From nerves and anxiety to performing really well in training but not taking this into competition.
You name it.
✖️ Poor decision-making.
✖️ Not coping with pressure.
✖️ Bad self-talk.
✖️ Lack of confidence.
✖️ Poor focus or concentration.
✖️ Getting angry while competing (i.e. losing composure).
✖️ Issues with coaches, parents or teammates.
✖️ Insecurities or fear around competitors.
The list goes on and on, and differs in scope and intensity from one athlete to the next.
"The most important thing sport psychology has taught me is that nothing is ever a problem, only a challenge.
I believe that without the help of a sport psychologist mental barriers could begrudge you the opportunity of reaching your full potential."
Nathania Van Niekerk:
South African 200m Backstroke Champion
Even if an athlete knows what to do, there is a common misconception that mental training can be done now and then.
Or, “I’ll fit it in when it suits me”.
Let’s contrast this with physical or technical training which gets diligently scheduled into the calendar... weeks or months in advance.

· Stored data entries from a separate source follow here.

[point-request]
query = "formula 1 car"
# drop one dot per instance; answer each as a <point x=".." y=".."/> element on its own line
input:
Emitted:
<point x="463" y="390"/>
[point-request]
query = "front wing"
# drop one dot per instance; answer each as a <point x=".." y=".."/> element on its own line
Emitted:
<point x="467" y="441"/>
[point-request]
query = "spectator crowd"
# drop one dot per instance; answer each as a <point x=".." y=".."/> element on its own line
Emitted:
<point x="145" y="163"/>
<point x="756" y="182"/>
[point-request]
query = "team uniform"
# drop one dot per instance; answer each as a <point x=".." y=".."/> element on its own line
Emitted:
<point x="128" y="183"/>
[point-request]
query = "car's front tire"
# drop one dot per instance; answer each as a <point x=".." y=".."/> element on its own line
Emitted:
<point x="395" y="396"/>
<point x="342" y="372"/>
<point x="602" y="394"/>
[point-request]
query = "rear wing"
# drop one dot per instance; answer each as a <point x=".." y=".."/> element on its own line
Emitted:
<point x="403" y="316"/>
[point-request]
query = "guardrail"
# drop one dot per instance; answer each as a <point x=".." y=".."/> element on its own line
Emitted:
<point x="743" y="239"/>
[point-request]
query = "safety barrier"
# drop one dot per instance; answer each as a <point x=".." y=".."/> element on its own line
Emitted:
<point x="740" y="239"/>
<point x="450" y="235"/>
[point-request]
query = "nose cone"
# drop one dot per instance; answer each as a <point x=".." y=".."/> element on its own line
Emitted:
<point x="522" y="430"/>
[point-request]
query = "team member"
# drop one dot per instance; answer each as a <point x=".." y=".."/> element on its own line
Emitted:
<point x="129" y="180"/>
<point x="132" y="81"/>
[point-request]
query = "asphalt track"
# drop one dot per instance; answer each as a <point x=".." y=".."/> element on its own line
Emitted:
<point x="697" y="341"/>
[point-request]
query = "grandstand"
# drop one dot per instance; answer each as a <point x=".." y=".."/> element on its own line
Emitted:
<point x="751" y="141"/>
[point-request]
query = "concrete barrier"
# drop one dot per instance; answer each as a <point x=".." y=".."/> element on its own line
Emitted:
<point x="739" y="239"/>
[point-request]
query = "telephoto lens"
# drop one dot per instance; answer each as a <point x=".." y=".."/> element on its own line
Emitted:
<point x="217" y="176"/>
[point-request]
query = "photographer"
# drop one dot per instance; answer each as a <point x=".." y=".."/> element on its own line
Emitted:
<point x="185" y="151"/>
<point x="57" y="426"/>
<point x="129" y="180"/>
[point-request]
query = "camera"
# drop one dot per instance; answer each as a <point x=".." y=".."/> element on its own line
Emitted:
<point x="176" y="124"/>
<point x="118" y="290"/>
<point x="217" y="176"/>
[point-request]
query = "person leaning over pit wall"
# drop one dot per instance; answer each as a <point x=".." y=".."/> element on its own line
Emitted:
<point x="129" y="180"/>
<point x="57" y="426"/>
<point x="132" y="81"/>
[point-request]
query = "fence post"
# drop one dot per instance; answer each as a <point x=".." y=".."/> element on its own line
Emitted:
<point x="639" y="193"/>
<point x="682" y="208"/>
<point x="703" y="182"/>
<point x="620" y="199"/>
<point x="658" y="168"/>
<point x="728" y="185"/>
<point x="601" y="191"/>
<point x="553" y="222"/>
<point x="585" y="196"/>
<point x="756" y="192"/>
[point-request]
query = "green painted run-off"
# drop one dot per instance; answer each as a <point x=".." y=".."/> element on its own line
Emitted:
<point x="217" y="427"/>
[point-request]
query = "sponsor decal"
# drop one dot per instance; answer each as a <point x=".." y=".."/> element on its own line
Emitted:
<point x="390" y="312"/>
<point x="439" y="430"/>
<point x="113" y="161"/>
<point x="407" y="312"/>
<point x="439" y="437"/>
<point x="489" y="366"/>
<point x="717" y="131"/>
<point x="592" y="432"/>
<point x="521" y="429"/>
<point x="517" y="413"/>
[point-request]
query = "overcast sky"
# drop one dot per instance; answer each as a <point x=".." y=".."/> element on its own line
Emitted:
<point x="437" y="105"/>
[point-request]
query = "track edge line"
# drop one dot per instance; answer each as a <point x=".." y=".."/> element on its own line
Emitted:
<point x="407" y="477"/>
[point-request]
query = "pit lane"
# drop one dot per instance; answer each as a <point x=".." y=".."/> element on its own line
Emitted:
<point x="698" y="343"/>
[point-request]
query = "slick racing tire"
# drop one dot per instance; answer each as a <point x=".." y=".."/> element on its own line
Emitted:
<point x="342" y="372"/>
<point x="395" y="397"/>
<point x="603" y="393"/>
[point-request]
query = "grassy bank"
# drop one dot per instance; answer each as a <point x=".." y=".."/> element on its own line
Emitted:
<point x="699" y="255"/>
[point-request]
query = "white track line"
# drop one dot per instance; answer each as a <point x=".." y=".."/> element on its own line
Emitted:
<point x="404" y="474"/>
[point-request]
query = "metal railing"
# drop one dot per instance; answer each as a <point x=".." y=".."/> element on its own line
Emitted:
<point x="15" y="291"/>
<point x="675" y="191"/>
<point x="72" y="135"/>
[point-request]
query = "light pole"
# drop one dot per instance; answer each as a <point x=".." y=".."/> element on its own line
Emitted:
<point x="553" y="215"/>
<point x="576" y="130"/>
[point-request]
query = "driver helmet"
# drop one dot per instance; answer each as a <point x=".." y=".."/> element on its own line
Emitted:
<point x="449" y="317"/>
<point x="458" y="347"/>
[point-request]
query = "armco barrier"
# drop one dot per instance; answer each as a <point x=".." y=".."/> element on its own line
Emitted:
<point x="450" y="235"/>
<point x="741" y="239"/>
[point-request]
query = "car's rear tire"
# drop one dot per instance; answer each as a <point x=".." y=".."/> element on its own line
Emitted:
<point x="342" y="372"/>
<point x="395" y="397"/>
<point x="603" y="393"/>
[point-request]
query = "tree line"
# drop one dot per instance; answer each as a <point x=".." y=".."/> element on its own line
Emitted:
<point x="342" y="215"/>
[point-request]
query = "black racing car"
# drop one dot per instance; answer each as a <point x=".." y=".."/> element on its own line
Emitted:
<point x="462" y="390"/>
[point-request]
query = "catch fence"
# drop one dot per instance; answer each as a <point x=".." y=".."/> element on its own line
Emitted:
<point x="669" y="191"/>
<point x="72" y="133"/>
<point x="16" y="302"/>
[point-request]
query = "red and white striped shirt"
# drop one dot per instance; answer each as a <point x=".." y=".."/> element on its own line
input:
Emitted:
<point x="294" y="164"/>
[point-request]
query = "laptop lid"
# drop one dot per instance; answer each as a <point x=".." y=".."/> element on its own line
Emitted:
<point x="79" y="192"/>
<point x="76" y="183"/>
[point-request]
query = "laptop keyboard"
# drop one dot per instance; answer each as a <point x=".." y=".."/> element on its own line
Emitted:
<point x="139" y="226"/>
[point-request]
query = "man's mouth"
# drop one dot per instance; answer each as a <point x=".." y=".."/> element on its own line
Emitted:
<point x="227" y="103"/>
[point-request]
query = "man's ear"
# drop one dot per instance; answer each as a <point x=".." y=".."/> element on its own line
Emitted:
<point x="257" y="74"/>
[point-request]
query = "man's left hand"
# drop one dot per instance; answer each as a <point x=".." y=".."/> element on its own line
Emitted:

If you don't make mental training a priority in your calendar, it won't get done.
And yip, you guessed it…
If it doesn't get done, you'll have no advantage over your competition.
Even the best knowledge in the world means nothing without action.
Mental training isn’t more difficult than physical training.
It’s just different.
But most athletes are very achievement orientated. They want to be good at things and they want to be good at them right away.
So this is what happens:
An athlete acquires the necessary knowledge and comes up with a pretty good plan of action.
But when things don’t improve as quickly as they would like them to, they give up altogether.
Without staying power, even the best-laid plans will yield disappointing results.